Education/Credentials
M.S with majors in exercise science and psychology

 
   

You are here:  Experts > Recreation/Outdoors > Bodybuilding > Strength Training > plateau

Topic: Strength Training



Expert: Joe Gunn
Date: 12/5/2007
Subject: plateau

Question
I'm 5'8, weigh 150 pounds, and my age is 15. I started bench pressing about 10 months ago with my max being 95 pounds. I currently bench 135 for 5 sets with 6-8 reps per set. I've been doing this for about 2 or 3 months, can't seem to reach 135 10 times. I changed my routine from this:

Monday- Chest/bicep
tuesday- back/tricep
wednesday - chest/bicep
Thursday- Back/tricep

to this

Monday-- Chest
Tuesday -- Back
wednesday -- Bicep/forearm
thursday-- Tricep/shoulders

Mix in a little leg and cardio in to.

I was wondering if this routine will help me overcome this plateau? A friend of mine told me I was overtraining and should really consider doing one muscle group a week. I followed his suggestion and been doing this for the past 3 weeks.
    I've also been thinking next week doing something different in my bench press.

Example:
1st week
1 set - 115(warmup)
2 set - 135
3 set - 135
4 set - 135
5 set - 140

2nd week:
1 set - 115(warmup)
2 set - 135
3 set - 135
4 set - 140
5 set - 140

and so on and so on. once I reach 140 on my second set I restart and begin to do 145 on my 5th set. I was wondering if this is a good idea? Since I'm constantly making my muscles adjust weight.

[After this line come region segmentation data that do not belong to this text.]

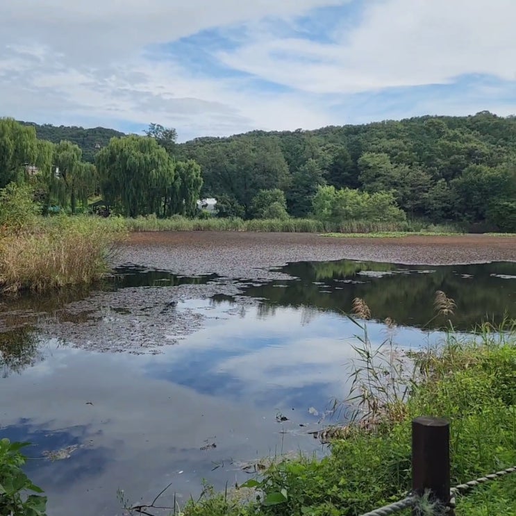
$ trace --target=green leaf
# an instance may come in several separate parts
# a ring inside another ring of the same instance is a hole
[[[31,483],[28,485],[27,485],[27,489],[30,489],[31,491],[34,491],[34,492],[39,492],[39,493],[44,492],[44,491],[43,491],[43,490],[41,488],[40,488],[38,485],[35,485],[33,483]]]
[[[251,478],[250,480],[248,480],[247,482],[244,482],[243,484],[240,485],[241,488],[258,488],[262,485],[261,482],[258,482],[257,480],[254,480],[253,478]]]
[[[263,501],[265,506],[277,506],[287,501],[287,497],[282,492],[271,492],[265,497]]]

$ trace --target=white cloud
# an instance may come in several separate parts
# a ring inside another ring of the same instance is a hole
[[[235,69],[316,93],[446,83],[466,74],[516,80],[513,0],[370,2],[363,22],[331,44],[256,36],[220,58]]]
[[[403,106],[390,110],[378,97],[385,88],[452,84],[468,74],[513,85],[513,0],[364,0],[355,26],[343,19],[328,28],[331,42],[289,32],[299,17],[315,20],[313,9],[349,2],[32,0],[28,6],[3,0],[0,116],[117,128],[126,123],[144,128],[155,122],[177,128],[184,140],[255,128],[313,128],[426,110],[514,111],[514,94],[499,101],[496,91],[485,89],[467,101],[460,92],[412,103],[408,95]],[[202,50],[250,75],[220,78],[156,50],[210,28],[238,29],[233,50]],[[269,88],[256,78],[286,89]],[[357,114],[354,94],[365,92],[371,97],[362,99],[363,111]]]

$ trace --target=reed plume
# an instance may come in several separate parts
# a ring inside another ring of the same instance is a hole
[[[361,297],[356,297],[353,300],[353,313],[361,319],[371,318],[371,310]]]
[[[453,309],[457,308],[457,305],[442,290],[438,290],[435,292],[433,308],[438,315],[447,316],[453,315]]]

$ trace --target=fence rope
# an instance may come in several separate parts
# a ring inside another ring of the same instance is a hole
[[[464,484],[456,485],[450,490],[451,498],[450,499],[449,506],[452,508],[455,507],[455,497],[457,494],[463,494],[464,493],[467,492],[470,489],[476,488],[477,485],[481,485],[481,484],[484,484],[492,480],[497,480],[502,476],[508,475],[509,473],[516,473],[516,466],[508,467],[506,469],[502,469],[496,473],[492,473],[490,475],[485,475],[485,476],[481,476],[479,478],[475,478],[475,480],[470,480],[469,482],[466,482]]]
[[[470,480],[469,482],[466,482],[464,484],[458,484],[454,488],[451,488],[450,490],[451,499],[449,501],[449,507],[451,508],[455,508],[455,497],[457,494],[463,494],[471,489],[476,488],[477,485],[489,482],[492,480],[497,480],[502,476],[508,475],[510,473],[516,473],[516,466],[512,467],[508,467],[506,469],[497,472],[496,473],[491,473],[485,476],[481,476],[479,478],[475,478],[475,480]],[[378,509],[374,509],[369,513],[365,513],[361,515],[361,516],[390,516],[392,514],[399,513],[400,510],[403,509],[408,509],[410,507],[413,507],[415,503],[417,501],[417,497],[410,495],[406,498],[403,498],[399,501],[396,501],[394,503],[390,503],[388,506],[380,507]]]
[[[374,509],[370,513],[363,514],[362,516],[390,516],[391,514],[412,507],[417,499],[416,497],[407,497],[403,498],[403,500],[399,500],[399,501],[395,501],[394,503],[390,503],[388,506],[384,506],[378,509]]]

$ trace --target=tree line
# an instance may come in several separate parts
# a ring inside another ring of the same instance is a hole
[[[151,124],[145,135],[112,138],[97,149],[94,164],[76,143],[38,138],[35,127],[0,119],[0,189],[28,183],[47,213],[54,206],[72,213],[104,204],[128,217],[174,214],[193,217],[203,180],[193,160],[174,156],[175,131]]]
[[[333,187],[388,193],[411,218],[516,230],[513,116],[481,112],[316,131],[253,131],[197,138],[178,145],[178,153],[200,164],[202,194],[219,199],[226,215],[252,217],[257,193],[277,188],[288,213],[306,217],[314,213],[321,188]],[[334,210],[334,216],[340,213]]]
[[[44,127],[50,138],[52,126]],[[175,129],[151,124],[146,136],[117,137],[95,153],[97,191],[127,215],[192,216],[202,197],[217,199],[221,217],[408,217],[516,231],[514,116],[425,116],[183,144]],[[89,174],[76,174],[77,198]],[[56,192],[66,190],[60,185]]]

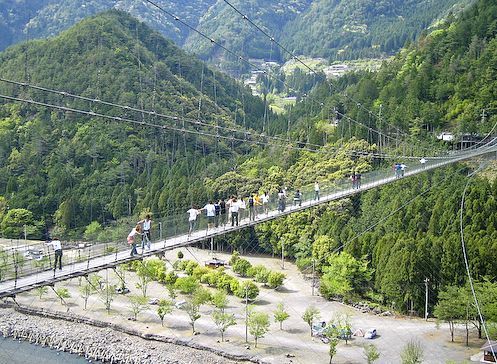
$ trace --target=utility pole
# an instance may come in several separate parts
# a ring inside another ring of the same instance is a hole
[[[312,260],[312,295],[314,296],[314,286],[316,285],[316,261]]]
[[[378,129],[380,130],[380,135],[379,136],[379,140],[380,140],[380,154],[382,152],[382,148],[385,146],[385,141],[383,140],[383,132],[381,131],[381,126],[382,126],[382,122],[381,122],[381,109],[383,108],[383,104],[380,104],[380,110],[378,111]]]
[[[428,321],[428,282],[430,280],[428,278],[425,278],[425,320]]]
[[[285,243],[281,241],[281,269],[285,269]]]
[[[248,343],[248,286],[245,287],[245,342]]]

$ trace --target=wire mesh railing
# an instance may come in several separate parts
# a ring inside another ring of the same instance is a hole
[[[458,153],[453,159],[431,159],[425,163],[413,161],[396,161],[402,166],[400,170],[394,170],[388,166],[379,170],[362,173],[359,181],[352,181],[350,175],[330,181],[320,183],[319,198],[315,192],[314,184],[309,184],[299,188],[301,194],[296,199],[296,190],[287,191],[285,206],[282,208],[282,201],[276,193],[269,196],[267,205],[255,205],[251,217],[250,206],[246,202],[246,208],[240,209],[239,226],[232,226],[229,210],[226,214],[218,215],[213,226],[208,226],[205,214],[201,214],[196,221],[194,231],[189,235],[189,222],[186,209],[184,213],[157,218],[153,222],[152,246],[150,250],[141,248],[140,239],[137,241],[138,256],[152,255],[165,249],[172,249],[177,246],[189,245],[203,239],[222,235],[229,231],[255,225],[268,221],[279,216],[283,216],[295,211],[300,211],[320,203],[332,201],[345,196],[352,195],[358,191],[375,188],[386,183],[401,179],[403,177],[418,174],[427,170],[451,164],[458,160],[464,160],[473,156],[494,152],[494,144],[486,145],[485,148],[472,150],[469,153]],[[255,192],[255,191],[254,191]],[[242,199],[248,196],[240,196]],[[108,242],[88,242],[85,239],[78,241],[63,242],[62,266],[65,273],[84,271],[98,267],[98,264],[119,264],[131,259],[130,246],[126,242],[127,233],[134,227],[132,223],[122,224],[114,227],[122,233],[121,239]],[[98,261],[98,262],[97,262]],[[34,280],[48,277],[47,272],[53,271],[55,252],[50,245],[44,242],[28,242],[22,240],[11,240],[10,246],[0,250],[0,283],[9,282],[9,286],[16,287],[17,281],[23,277],[32,276]],[[38,277],[38,278],[36,278]]]

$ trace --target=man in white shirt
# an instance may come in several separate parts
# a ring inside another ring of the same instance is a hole
[[[200,211],[197,210],[194,206],[192,206],[192,208],[190,210],[188,210],[186,213],[189,214],[189,216],[188,216],[188,225],[189,225],[188,236],[190,236],[193,229],[195,229],[195,223],[197,221],[197,216],[200,214]]]
[[[62,243],[58,238],[53,238],[51,242],[47,243],[51,245],[55,252],[54,267],[53,270],[57,269],[57,263],[59,263],[59,270],[62,270]]]
[[[426,164],[426,158],[425,158],[425,157],[421,158],[421,159],[419,160],[419,163],[421,163],[421,168],[423,168],[423,169],[424,169],[424,168],[425,168],[425,164]]]
[[[233,197],[233,200],[231,201],[230,205],[230,211],[231,211],[231,226],[238,226],[238,211],[240,210],[240,202],[236,199],[236,197]]]
[[[319,201],[319,182],[314,182],[314,200]]]
[[[205,205],[202,210],[205,210],[205,214],[207,216],[207,228],[210,229],[214,226],[214,220],[216,219],[216,206],[209,201],[207,205]]]
[[[152,242],[150,229],[152,227],[152,220],[150,220],[150,214],[147,214],[145,219],[138,222],[143,226],[142,233],[142,249],[145,249],[145,246],[148,250],[150,250],[150,243]]]

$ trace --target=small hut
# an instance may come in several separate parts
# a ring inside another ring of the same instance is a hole
[[[497,341],[491,341],[485,343],[480,350],[483,350],[483,360],[482,363],[495,363],[495,357],[497,357]]]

Could this break my plateau?

Answer
Hey Luis, there are a lot of things I need to know before offering specific suggestions.  Go back to a weight you can do 12 good form reps for 3 sets with 2 mins rest between sets.  Add a little weight when you are able to complte all sets and so on.  After 4-5 weeks go to 4 sets of eight reps with appropriate weight with 3-4 mins rest this time.  After 4-5 weeks go to 5-6 sets of 4 reps with appropriate weight with 4-5 mins rest between sets.  After 4-5 weeks go back to 12's and see where you are.  All these routines should be 3 days a week with the middle routine a little lighter or less intense than the other two.  Also in your routine above you have triceps the following day after the bench.  I never have liked this do to the bench using so much tricep.  Try a 3 day a week routine..chest, shoulders, arms on MWF and legs and back on TTHS. Goof luck and always consult your doc before starting a new exercise program and try to workout with a patner and under the supervision of a certified strength and conditioning specialist...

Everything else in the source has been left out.